La bañista, durante ese tiempo, buscaba su caseta y no la encontraba; se impacientó y llamó, hizo señales con sus brazos desnudos que, levantados, dejaban ver el oro rizado de sus axilas; pero el poeta, tras una mirada rápida, se volvió hacia la barca cautiva en las piedras; y no dejó de escucharla, soñadora, bajo la vela en vano abierta.

Ella dijo en la brisa refrescante:
«¿Quién sabe además si la tempestad no me llevaría hacia magníficos países dónde abordan a los grandes navíos?

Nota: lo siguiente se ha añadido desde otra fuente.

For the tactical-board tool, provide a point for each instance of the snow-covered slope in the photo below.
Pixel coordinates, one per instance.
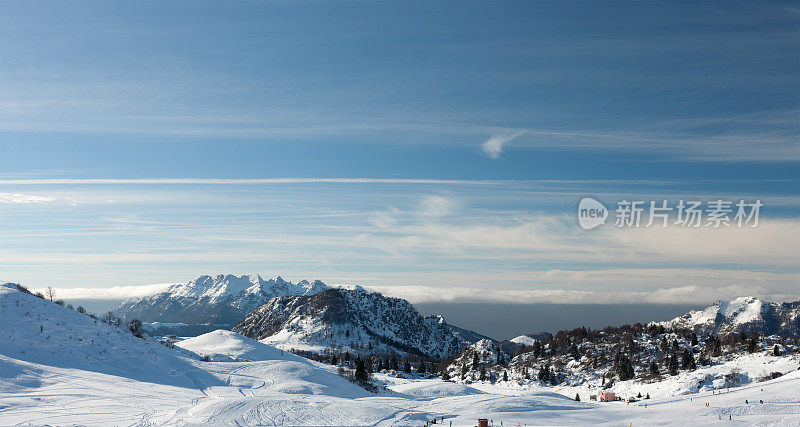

Por frágil que parezca, conozco la fuerza para resistir a los más rudos huracanes, y atracaré tal vez, después de tantos peligros, en los puertos decorados por los pabellones de lejanas patrias. ¡Oh triunfos! ¡Oh alegrías! ¡Arrojar mi ancla, más gruesa apenas que una aguja de ganchillo, en el fondo donde han mordido las anclas de enormes navíos! ¿Quién sabe incluso, si obedeciendo a corrientes favorables, empujada por vientos propicios, no ganaría golfos desconocidos, que florecen, semejantes a cestas, islas misteriosas desconocidas a la mirada humana? Es a mí a quien está reservado deslizarse sobre la arena de un Tierra hermana del Edén, donde crecen rosas jamás respiradas, donde maduran frutas jamás mordidas, dónde, bajo un cielo que no conoce las nubes, ¡el día no tiene noche y el océano carece de amargura!»

La bañista por fin se ha vestido; regresa a la playa, para mirar después de haberse mostrado; desvestida era bonita; vestida es exquisita; el deseo se exaspera, reducido a recordar todo lo que ya no deja ver; y el encanto de su pequeños botines bien calzados se complica adorablemente con el recuerdo de su pie descalzo. Pero el poeta no se preocupa demasiado de la bañista vestida, ocupado solamente de la barca, bajo la vela.

«¿Por qué gimes y por qué sueñas así? Construida de planchas, y pesada, ¿no deberías considerarte satisfecha de estar ahí, apacible, sobre la inmóvil tierra?»
Ella respondió:
«Tienes razón. Pero, puesto que soy pesada, y hecha con la madera de un roble que se mantenía fuertemente plantado en el suelo, ¿por qué me han dejado esta vela que vibra y se infla siempre hacia el vago horizonte?»
Entonces el poeta, cabizbajo, pensó que parecido es, cautivo aquí abajo, a esa barca encallada; poseyendo, al igual que ella su vela, un alma que recuerda y desea y sin cesar palpita hacia lejanas quimeras, vela inútil por desgracia, hasta la hora en la que la Muerte, como un marino pone una barca a flote, venga a abrirnos el paraíso de los sueños.

1.La Grenouillère era un restaurante-baile al aire libre ubicado en las orillas de Sena. Era muy frecuentado por los artistas bohemios del Paris de finales del siglo XIX. Es famosa la descripción que de este sitio hace Guy de Maupassant en su relato “La femme de Paul”. Fue pintado por varios pintores impresionistas entre ellos Claude Monet y Renoir. (N. del T.)